CS 785: Multiagent Systems: Games, Algorithms, Evolution

Prerequisites

PG standing or CS365, CS345

Course Contents:

We will explore decision making behaviour in communities of agents and in particular how information is used, produced and transmitted in such situations. We will study game theoretic and evolutionary approaches (with an algorithmic emphasis) to model such behaviour and try to understand what implications the results have for problems in biology and in human and non-human communities. (The course will not be concerned with distributed AI or cooperative problem solving by software agents.)

Topics:

  1. Biological and human communities - structure and properties.
  2. Competition, cooperation, evolution.
  3. What is a game?
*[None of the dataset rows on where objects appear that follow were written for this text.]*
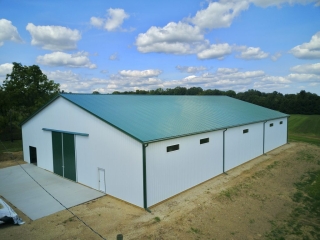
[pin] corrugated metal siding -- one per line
(240, 147)
(276, 135)
(169, 173)
(105, 147)
(151, 118)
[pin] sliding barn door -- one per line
(64, 160)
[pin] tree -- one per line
(24, 91)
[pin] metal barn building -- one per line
(145, 149)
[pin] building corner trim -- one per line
(144, 165)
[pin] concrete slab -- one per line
(24, 193)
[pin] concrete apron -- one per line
(24, 193)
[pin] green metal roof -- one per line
(153, 118)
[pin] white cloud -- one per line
(249, 53)
(54, 38)
(219, 14)
(77, 60)
(307, 68)
(5, 69)
(218, 51)
(267, 3)
(8, 32)
(304, 77)
(113, 21)
(191, 69)
(227, 70)
(140, 74)
(176, 38)
(114, 57)
(310, 50)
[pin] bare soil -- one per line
(244, 204)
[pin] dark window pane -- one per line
(204, 140)
(173, 148)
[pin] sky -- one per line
(125, 45)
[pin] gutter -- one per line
(223, 156)
(144, 165)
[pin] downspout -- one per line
(223, 156)
(264, 129)
(144, 163)
(287, 130)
Non evolutionary and evolutionary games. Numerous examples from biology, economics, decision theory, social choice etc.
  4. Payoffs, strategies - pure, mixed, behavioural. Stability and equilibrium.
  5. Information production, transmission and use in games. Rationality, common knowledge.
  6. Competition, non-cooperation and the corresponding games.
  7. Cooperation and related games.
  8. Dynamic models and evolutionary games.
  9. Fairness, trust, reputation in decision making and games.
  10. Public goods, the commons and related problems.
  11. Brief introduction to mechanism design.

Books and References:

  1. Yoav Shoham, Kevin Leyton-Brown, Multiagent Systems: Algorithmic, Game Theoretic and Logical Foundations, Cambridge University Press, 2009.
  2. Hans Peters, Game Theory: A Multi-leveled Approach, Springer, 2008.
  3. Noam Nisan, Tim Roughgarden, Vijay Vazirani, Algorithmic Game Theory, Cambridge University Press, 2007.
  4. Martin Nowak, Evolutionary Dynamics: Exploring the Equations of Life, Belnap Press, 2006.
  5. Karl Sigmund, The Calculus of Selfishness, Princeton University Press, 2010.
  6. Research papers.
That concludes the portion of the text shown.